Bey, A; Jetimane, J; Lisboa, SN; Ribeiro, N; Sitoe, A; Meyfroidt, P (2020). Mapping smallholder and large-scale cropland dynamics with a flexible classification system and pixel-based composites in an emerging frontier of Mozambique. REMOTE SENSING OF ENVIRONMENT, 239, 111611.

Remote sensing assessments of land use and land cover change (LULCC) are critical to improve understanding of socio-economic, institutional and ecological processes that lead to and stem from land use change. This is particularly crucial in the emerging frontiers of Southern Africa, where there is a paucity of LULCC studies relative to the humid tropics. This study focuses on Gurue District (5606 km2) of Zambezia province of Mozambique, one of many countries in the region that has experienced a recent growth in foreign investments in agriculture through large-scale land acquisitions, often resulting in land use conversions and modifications. Previous LULCC assessments covering Mozambique have focused on dynamics between natural and anthropogenic land categories, with limited efforts to distinguish the different land use agents associated with these changes, and relating this with social, economic and technological processes. In this study we built a new LULC assessment methodology that leverages the power of open remote sensing data and tools to integrate categorical and continuous training and validation data obtained from field surveys and Collect Earth software within Google Earth Engine. We then examined the suitability of five pixel-based compositing techniques for generating cloud-free Landsat images that can support analysis of land use dynamics in persistently cloudy, mosaic landscapes with more limited Landsat archives.
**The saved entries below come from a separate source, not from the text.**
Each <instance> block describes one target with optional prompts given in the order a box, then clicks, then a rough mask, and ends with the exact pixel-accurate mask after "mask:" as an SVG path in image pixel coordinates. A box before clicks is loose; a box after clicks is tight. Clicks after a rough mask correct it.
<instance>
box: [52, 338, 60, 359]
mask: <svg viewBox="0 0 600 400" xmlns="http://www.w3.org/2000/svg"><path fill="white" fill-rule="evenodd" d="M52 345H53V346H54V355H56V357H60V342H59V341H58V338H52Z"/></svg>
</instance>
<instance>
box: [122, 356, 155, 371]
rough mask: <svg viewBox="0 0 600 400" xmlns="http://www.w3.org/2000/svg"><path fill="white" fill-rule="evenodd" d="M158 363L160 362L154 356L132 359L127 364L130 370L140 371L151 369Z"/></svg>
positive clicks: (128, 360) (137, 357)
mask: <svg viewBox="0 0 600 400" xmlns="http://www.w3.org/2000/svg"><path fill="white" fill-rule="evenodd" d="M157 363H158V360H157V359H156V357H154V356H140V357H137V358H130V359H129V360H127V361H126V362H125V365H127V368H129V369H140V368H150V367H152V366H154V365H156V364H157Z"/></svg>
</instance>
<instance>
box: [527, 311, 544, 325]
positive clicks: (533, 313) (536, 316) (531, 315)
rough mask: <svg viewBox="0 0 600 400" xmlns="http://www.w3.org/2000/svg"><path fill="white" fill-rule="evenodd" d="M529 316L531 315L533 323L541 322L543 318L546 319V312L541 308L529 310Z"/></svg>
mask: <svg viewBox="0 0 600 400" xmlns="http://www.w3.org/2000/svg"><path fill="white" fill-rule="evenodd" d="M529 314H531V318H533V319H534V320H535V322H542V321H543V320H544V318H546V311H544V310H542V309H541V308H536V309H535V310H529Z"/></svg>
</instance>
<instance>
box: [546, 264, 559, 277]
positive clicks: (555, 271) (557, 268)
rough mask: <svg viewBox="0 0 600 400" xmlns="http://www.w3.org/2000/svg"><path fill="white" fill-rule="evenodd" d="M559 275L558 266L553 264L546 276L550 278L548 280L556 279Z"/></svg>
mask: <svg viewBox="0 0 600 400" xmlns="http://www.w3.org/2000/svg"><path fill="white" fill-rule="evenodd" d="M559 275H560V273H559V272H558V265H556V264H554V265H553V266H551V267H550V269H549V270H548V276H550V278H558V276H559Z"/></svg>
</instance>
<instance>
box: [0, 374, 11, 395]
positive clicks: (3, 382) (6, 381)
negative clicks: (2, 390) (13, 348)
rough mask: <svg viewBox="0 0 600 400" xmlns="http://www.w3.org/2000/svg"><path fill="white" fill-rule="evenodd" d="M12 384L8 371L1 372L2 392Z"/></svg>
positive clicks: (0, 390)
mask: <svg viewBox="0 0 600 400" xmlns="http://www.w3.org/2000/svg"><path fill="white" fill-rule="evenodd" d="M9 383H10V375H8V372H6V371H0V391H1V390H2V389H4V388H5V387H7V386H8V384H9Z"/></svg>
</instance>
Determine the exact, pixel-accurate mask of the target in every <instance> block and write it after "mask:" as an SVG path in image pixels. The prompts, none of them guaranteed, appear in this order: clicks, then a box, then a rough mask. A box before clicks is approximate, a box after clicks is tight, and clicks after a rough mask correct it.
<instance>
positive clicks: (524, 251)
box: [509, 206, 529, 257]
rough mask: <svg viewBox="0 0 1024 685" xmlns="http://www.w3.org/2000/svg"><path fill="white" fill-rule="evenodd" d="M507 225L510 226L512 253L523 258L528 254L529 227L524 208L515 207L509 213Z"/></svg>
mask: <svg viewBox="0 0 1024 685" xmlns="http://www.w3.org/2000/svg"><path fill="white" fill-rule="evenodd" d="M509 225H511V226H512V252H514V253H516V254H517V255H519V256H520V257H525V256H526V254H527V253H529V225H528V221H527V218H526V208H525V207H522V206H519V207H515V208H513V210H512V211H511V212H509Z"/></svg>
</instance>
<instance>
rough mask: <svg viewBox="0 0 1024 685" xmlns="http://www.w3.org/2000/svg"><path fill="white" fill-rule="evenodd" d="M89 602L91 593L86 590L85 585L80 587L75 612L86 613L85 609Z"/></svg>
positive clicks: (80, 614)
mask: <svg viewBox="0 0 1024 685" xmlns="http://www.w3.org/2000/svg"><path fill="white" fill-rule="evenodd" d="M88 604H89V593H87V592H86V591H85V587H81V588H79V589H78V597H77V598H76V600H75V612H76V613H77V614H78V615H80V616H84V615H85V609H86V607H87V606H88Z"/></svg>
Drawing upon the spectral and textural features of Landsat data in pixel-based composites, we classified land use over three time periods, 2006, 2012 and 2016, and characterized land use change, focusing on changes between small-scale cropland, large-scale mechanized cropland, and other land uses. This method can be upscaled and applied in many parts of Africa with similar historic image availability challenges, and similar economic contexts with great disparities between small-scale unmechanized cropland and very large-scale mechanized cropland, to explore land consolidation dynamics and agent-specific pathways of land use change.